Two's complement confusion with certain number of bits

Question

Say I have 21 - 10 = 10 in decimal.

Signed method:

 10101
- 1010
 -----
 1011 = 11 (in decimal)

So far so good,

Now if I decide to use two's complement

     (0) 
      10101 (21)
    + 10110 (-10)
      -----
  (1) 01011 = (11)

Here it shows I have a carry in of zero and carry out of one.
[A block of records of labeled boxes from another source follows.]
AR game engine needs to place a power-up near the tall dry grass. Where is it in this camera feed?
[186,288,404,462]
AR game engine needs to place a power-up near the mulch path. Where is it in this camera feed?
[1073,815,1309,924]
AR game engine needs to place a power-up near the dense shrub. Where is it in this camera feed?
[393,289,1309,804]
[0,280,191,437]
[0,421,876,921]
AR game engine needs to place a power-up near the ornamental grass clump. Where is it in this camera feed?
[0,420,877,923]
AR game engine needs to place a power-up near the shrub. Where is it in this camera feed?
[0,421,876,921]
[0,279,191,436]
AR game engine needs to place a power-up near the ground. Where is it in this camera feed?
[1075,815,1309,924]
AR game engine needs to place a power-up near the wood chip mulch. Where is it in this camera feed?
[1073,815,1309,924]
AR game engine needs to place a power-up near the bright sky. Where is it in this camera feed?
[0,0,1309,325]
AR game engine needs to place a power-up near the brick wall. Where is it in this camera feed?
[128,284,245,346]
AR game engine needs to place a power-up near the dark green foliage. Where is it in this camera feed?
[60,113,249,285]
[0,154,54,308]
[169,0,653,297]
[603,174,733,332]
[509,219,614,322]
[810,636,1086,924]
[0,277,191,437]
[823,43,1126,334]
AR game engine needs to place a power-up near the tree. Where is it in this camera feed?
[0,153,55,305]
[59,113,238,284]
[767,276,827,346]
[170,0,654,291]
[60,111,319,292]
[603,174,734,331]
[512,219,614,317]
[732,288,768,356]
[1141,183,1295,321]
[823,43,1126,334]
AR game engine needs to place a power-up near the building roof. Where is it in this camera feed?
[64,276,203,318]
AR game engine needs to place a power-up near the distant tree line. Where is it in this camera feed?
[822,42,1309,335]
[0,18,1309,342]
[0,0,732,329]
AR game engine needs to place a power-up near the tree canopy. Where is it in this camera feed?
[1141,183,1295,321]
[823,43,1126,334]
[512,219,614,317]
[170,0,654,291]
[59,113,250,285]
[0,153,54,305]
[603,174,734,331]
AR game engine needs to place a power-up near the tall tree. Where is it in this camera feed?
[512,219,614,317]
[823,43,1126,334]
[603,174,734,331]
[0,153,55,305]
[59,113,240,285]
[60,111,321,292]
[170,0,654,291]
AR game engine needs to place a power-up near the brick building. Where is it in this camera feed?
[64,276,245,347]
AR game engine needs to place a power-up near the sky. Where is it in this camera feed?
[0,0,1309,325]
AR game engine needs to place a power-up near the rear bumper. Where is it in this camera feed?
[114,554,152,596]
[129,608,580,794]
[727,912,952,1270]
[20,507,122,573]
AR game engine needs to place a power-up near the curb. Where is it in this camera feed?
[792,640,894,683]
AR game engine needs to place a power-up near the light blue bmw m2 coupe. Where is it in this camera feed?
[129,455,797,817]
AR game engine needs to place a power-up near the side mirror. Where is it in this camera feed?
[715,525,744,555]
If I follow the rules of underflow and overflow, this should be considered as an underflow and should not be getting the correct answer in the end.

However, if I decide to add one more bit to work with:

     (1)
      010101 (21)
    + 110110 (-10)
      -----
  (1) 001011 = (11)

In this case, I get the correct answer and no overflow.

I cannot seem to figure out what's happening here and why is it that I'm getting the correct answer for each of these cases in two's complement.

Any clarification would help!

Answer 1

With only 5 bits, 10101 is the representation of -11. You're getting the "right" answer because what you're actually calculating is -11 + -10 and getting 11, which is the incorrect answer, consistent with the rules of over/underflow.

Answer 2

In 5 bits, 10101 is not 21!

The most significant bit is set, so it is some negative number!